Il s'y effondra dans un bruit de ressorts, laissa aller son dos contre les barreaux en fer et resserra la couverture autour de lui.
« Je vous préviens », reprit-il, le nez enfoui sous sa couverture. « Je ne bougerai pas d'ici avant que le soleil soit levé et qu'il ait réchauffé ces maudites montagnes. »

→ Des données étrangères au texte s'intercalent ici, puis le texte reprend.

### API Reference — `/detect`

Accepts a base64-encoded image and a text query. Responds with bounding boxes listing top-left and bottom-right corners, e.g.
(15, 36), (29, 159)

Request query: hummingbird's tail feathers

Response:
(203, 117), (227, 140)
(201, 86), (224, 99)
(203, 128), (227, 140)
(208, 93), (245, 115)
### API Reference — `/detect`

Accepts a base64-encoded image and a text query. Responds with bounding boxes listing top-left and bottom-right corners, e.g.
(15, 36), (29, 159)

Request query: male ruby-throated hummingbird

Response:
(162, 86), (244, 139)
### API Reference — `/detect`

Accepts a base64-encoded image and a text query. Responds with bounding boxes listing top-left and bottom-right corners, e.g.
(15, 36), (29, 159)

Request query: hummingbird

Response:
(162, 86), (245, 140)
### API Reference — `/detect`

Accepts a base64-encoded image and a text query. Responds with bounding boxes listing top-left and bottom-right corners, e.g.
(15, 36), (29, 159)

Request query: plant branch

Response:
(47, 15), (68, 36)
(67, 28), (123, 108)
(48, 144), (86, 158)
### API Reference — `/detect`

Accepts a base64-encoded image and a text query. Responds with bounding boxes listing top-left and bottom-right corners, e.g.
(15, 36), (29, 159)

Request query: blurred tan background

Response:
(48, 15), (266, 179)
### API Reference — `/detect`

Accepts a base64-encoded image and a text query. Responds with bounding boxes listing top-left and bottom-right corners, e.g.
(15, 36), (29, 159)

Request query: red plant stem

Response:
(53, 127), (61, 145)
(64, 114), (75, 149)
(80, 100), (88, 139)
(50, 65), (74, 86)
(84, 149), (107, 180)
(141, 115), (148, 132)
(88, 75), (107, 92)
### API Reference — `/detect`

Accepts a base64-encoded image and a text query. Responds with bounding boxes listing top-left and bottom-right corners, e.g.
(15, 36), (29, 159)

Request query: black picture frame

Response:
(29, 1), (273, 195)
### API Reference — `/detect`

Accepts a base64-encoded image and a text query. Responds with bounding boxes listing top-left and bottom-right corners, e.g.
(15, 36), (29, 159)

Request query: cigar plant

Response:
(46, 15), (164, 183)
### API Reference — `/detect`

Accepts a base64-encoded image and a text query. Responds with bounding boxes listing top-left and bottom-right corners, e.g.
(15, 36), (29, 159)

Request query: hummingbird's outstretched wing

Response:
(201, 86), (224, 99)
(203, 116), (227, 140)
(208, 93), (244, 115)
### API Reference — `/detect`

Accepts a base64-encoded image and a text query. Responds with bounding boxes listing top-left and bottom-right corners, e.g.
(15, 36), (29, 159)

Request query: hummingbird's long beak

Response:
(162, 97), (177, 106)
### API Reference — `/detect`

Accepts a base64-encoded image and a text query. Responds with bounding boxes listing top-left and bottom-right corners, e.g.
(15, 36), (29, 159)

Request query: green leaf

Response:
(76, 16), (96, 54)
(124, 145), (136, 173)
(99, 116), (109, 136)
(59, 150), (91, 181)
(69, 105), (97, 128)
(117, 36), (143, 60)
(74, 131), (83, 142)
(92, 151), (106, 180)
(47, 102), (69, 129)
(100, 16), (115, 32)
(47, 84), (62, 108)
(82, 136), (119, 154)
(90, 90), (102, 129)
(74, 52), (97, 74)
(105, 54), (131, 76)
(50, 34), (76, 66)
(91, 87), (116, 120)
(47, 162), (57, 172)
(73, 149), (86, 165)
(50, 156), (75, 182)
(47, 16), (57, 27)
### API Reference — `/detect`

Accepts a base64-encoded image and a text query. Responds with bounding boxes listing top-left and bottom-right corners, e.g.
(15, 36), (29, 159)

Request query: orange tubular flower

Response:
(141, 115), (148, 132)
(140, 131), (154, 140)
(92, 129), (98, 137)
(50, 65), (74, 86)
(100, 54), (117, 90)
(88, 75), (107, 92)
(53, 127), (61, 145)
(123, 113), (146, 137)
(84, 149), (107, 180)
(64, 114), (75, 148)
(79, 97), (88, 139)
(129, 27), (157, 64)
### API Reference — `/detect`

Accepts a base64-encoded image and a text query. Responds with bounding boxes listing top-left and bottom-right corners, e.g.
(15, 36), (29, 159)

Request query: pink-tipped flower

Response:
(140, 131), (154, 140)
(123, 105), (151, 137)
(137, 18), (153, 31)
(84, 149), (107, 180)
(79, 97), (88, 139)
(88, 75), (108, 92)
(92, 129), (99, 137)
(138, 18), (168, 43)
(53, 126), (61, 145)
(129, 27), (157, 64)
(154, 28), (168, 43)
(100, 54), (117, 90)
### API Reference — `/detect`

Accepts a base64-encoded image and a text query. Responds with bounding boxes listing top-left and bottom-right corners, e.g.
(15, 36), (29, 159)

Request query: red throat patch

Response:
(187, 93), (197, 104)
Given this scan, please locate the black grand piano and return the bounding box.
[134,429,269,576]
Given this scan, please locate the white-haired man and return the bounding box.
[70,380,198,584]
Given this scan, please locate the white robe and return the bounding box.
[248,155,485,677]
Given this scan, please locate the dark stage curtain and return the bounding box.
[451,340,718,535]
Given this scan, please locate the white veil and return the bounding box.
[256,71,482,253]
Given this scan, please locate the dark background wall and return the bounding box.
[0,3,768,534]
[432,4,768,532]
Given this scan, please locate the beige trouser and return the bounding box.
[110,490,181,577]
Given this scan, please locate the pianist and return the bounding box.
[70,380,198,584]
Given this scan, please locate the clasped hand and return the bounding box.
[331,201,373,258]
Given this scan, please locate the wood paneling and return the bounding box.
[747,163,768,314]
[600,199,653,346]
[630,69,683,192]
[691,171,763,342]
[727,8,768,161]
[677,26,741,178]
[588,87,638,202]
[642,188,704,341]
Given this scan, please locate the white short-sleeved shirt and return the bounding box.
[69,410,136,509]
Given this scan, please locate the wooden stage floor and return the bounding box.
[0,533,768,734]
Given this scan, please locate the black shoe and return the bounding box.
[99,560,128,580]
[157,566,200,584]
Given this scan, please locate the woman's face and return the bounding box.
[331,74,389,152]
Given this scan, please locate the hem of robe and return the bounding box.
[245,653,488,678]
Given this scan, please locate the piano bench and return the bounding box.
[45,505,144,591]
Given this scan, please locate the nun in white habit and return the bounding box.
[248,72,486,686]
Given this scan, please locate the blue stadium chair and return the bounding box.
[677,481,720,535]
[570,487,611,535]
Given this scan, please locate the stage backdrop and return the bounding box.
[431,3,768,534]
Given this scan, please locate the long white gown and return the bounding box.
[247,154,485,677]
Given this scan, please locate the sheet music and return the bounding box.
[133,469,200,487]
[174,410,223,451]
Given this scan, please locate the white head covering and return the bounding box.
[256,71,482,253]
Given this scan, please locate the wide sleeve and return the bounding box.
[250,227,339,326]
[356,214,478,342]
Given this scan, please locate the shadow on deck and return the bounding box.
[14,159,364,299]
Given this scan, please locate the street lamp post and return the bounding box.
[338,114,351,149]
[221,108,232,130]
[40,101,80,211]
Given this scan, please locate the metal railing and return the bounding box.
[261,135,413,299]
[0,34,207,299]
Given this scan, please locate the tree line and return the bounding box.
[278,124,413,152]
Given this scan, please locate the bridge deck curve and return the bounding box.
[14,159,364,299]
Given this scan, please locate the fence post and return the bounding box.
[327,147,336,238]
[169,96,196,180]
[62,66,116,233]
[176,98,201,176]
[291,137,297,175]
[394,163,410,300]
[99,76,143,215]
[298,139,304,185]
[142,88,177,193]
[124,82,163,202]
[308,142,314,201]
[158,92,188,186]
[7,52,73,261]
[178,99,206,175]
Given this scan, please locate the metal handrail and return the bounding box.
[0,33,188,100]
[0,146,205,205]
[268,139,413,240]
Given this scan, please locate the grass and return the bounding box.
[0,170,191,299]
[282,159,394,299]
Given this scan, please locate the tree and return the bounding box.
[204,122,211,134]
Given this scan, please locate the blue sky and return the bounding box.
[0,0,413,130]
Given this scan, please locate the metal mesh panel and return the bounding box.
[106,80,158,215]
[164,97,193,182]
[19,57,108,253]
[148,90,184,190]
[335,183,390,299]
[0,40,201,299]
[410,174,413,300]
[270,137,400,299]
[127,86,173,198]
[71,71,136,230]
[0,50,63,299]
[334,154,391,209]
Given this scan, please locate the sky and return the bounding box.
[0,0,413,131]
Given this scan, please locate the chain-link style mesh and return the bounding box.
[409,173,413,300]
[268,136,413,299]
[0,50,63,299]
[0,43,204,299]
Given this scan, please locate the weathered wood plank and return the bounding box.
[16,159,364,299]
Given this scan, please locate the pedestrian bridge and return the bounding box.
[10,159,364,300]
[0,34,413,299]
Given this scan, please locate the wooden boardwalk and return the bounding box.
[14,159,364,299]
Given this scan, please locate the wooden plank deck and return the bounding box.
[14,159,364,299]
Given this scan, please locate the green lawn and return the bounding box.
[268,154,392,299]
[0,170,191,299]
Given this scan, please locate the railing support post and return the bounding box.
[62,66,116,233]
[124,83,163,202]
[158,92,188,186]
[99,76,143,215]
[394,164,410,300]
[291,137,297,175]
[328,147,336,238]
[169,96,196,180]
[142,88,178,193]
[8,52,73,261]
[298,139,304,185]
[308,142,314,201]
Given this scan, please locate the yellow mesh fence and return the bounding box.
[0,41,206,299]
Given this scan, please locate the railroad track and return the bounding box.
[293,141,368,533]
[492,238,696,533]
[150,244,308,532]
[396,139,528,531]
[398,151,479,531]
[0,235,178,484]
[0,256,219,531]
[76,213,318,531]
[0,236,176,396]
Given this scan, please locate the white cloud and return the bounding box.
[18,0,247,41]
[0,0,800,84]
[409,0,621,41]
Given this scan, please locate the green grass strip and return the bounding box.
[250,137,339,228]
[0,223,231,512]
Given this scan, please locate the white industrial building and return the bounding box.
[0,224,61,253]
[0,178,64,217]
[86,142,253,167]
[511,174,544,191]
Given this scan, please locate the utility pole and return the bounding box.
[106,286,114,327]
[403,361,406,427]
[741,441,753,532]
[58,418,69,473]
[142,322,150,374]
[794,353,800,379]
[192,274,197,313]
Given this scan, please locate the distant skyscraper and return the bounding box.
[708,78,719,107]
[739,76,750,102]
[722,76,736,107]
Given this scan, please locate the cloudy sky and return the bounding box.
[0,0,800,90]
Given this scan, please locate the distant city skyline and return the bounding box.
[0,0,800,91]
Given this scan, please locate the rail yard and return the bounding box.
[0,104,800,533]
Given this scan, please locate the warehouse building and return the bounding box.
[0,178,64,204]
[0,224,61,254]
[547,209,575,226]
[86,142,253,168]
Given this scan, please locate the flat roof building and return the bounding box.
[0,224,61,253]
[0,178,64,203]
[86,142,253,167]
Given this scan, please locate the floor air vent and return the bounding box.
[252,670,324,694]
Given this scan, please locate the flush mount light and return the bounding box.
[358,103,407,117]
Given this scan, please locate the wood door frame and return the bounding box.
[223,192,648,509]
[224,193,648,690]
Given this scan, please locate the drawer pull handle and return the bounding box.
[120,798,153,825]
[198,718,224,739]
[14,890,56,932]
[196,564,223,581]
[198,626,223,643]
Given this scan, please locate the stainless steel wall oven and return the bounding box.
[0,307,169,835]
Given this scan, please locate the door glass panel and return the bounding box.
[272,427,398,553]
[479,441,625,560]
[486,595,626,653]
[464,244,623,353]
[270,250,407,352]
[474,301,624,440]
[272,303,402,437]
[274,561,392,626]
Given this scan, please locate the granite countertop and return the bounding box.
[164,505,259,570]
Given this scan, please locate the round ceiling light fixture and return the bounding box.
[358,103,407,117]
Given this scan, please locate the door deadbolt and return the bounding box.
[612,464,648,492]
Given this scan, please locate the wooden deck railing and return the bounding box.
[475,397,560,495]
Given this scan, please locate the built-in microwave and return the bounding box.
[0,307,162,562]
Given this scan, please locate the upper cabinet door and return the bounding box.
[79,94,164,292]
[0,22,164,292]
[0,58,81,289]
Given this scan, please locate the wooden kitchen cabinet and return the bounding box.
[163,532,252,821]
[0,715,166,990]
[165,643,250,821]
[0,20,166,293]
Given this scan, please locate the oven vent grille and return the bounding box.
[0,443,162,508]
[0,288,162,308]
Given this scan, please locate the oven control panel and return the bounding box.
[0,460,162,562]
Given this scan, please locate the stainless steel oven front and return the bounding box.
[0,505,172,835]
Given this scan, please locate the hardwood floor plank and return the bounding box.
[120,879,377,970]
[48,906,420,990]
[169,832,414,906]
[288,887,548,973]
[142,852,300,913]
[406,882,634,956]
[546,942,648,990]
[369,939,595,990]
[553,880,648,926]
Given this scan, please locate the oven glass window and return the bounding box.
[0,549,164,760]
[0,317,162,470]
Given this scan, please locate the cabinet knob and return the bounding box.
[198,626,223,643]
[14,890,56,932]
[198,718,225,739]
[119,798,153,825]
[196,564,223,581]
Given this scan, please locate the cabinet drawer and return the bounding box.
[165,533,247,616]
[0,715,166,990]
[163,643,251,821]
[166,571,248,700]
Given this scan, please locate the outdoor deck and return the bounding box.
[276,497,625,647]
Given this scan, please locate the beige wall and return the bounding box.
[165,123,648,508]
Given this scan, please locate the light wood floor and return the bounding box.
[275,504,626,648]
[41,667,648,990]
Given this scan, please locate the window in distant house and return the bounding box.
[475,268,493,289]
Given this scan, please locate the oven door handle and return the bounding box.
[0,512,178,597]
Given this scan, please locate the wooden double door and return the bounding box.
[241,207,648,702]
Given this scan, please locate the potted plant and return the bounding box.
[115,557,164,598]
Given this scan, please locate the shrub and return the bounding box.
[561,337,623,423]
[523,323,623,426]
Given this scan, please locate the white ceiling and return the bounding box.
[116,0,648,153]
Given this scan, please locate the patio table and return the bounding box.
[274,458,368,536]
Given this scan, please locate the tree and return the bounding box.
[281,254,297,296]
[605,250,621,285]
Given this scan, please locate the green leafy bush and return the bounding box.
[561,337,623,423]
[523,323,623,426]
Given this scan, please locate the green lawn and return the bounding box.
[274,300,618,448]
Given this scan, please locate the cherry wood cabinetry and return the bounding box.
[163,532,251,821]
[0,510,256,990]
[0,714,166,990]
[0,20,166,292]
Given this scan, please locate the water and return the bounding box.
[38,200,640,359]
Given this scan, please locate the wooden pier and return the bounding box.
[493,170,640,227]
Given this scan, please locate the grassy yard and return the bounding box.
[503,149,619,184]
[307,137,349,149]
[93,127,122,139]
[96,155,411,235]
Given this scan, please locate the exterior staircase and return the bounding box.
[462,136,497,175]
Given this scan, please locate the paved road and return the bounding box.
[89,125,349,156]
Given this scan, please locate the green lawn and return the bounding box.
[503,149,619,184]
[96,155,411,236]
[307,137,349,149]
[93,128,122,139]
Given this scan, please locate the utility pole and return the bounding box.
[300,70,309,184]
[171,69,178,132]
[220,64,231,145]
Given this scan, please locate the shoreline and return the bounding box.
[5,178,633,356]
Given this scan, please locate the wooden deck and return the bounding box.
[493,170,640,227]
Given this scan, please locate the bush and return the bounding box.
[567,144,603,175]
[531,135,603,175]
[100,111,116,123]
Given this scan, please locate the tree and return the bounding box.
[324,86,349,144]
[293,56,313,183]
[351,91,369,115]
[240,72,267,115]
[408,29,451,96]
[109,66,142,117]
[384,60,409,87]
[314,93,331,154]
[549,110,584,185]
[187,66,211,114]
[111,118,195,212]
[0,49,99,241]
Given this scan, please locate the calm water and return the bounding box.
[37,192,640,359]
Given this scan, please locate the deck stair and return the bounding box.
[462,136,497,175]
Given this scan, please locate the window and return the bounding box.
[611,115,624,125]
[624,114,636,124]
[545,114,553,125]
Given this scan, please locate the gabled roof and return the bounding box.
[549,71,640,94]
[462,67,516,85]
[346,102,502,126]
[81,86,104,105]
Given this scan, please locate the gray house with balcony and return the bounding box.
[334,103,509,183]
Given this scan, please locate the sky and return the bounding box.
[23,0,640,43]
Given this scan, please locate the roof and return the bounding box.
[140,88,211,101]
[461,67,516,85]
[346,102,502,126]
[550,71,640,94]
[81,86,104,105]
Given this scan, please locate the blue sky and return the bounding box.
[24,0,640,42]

Sasuke roula des yeux. Naruto découvrirait bien assez tôt que ses journées commençaient toujours avant l'aube et qu'au cours de ce voyage, c'était lui qui décidait de leur emploi du temps.
Il alla s'asseoir à l'autre extrémité du matelas et s'adossa lui aussi aux barreaux du lit. Les yeux à présent accoutumés à l'obscurité, il observa attentivement son mystérieux compagnon. Tout en se demandant qui il pouvait bien être, il passa en revue les détails qu'il avait notés le concernant.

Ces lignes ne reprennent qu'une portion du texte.